Oh, yes, certainly. I'm not saying that one couldn't significantly OC a chip and get stable performance. Only that there are a lot of people out there who do it haphazardly. And, well, anyone who just starts out is probably going to make mistakes and add to the pile of "impossible" crash reports.

Of course. But OC-ed machines crash exponentially more frequently than the non-OC-ed ones, whether parts were good or bad to begin with. And typically, on computationally expensive tasks. So when I see a crash dump from a game with an "impossible" state, I can pretty much disregard it. Unfortunately, digging through the dump to confirm that it's a bad state is time-consuming.

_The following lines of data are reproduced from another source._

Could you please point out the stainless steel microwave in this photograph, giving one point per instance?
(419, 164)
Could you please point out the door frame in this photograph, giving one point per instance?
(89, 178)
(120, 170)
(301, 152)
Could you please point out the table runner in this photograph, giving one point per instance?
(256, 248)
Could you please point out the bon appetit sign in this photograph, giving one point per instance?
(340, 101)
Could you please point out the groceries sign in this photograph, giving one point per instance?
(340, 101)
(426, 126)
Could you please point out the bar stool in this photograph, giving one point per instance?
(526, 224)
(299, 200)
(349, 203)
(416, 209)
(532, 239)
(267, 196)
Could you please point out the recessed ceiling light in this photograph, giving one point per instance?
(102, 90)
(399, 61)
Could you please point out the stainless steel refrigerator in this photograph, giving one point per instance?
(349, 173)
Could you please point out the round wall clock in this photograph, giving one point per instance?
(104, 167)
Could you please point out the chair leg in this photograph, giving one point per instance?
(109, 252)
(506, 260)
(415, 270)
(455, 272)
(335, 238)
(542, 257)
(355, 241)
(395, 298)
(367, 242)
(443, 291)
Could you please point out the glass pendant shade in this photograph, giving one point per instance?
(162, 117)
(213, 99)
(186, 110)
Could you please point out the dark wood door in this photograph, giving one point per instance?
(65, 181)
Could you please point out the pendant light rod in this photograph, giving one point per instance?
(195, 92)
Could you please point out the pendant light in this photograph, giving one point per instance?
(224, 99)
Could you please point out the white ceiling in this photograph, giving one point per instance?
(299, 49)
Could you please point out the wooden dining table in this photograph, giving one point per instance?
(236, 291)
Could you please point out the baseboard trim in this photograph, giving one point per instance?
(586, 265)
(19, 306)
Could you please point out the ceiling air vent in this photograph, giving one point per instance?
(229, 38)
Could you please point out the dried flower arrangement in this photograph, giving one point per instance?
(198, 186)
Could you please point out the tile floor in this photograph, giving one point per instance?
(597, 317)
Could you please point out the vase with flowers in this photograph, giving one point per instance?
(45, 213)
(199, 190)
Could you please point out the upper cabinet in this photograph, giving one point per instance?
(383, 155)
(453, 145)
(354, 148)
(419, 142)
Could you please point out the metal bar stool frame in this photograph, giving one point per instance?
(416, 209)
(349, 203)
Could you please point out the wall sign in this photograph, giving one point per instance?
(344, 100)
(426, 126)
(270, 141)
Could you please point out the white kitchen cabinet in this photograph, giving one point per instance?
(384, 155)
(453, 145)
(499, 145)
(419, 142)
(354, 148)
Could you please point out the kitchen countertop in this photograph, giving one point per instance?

Ah, I see. Between this link (thank you) and some reading up that I've done, my knowledge was, indeed, considerably outdated. The same exact practice, using two parallel memory units, was in place with older machines to get 64 bits of data per clock from two SIMM units, which were capable of sending just 32 bits per clock. This was later addressed with DIMM, which is modern memory architecture, by having each DIMM unit perform two memory reads per clock. Double Data Rate. When DDR came about in late 2000s, it removed the need for having two parallel sticks of RAM. That was the state of my knowledge. Modern Dual Channel access, however, pulls the same paired RAM scheme on DIMMs, which allows getting 128 bits per clock, effectively, making it quadruple data rate. Hence my confusion. Again, thanks for pointing me in the right direction. Always appreciated.

Maybe my trivia on this is a bit outdated, but I wasn't aware of motherboards being capable of utilizing more channels on dual DIMM setup vs single DIMM. It was my understanding that hardware could either address a single DIMM in dual address mode, or two separate sticks in single mode. Has that changed?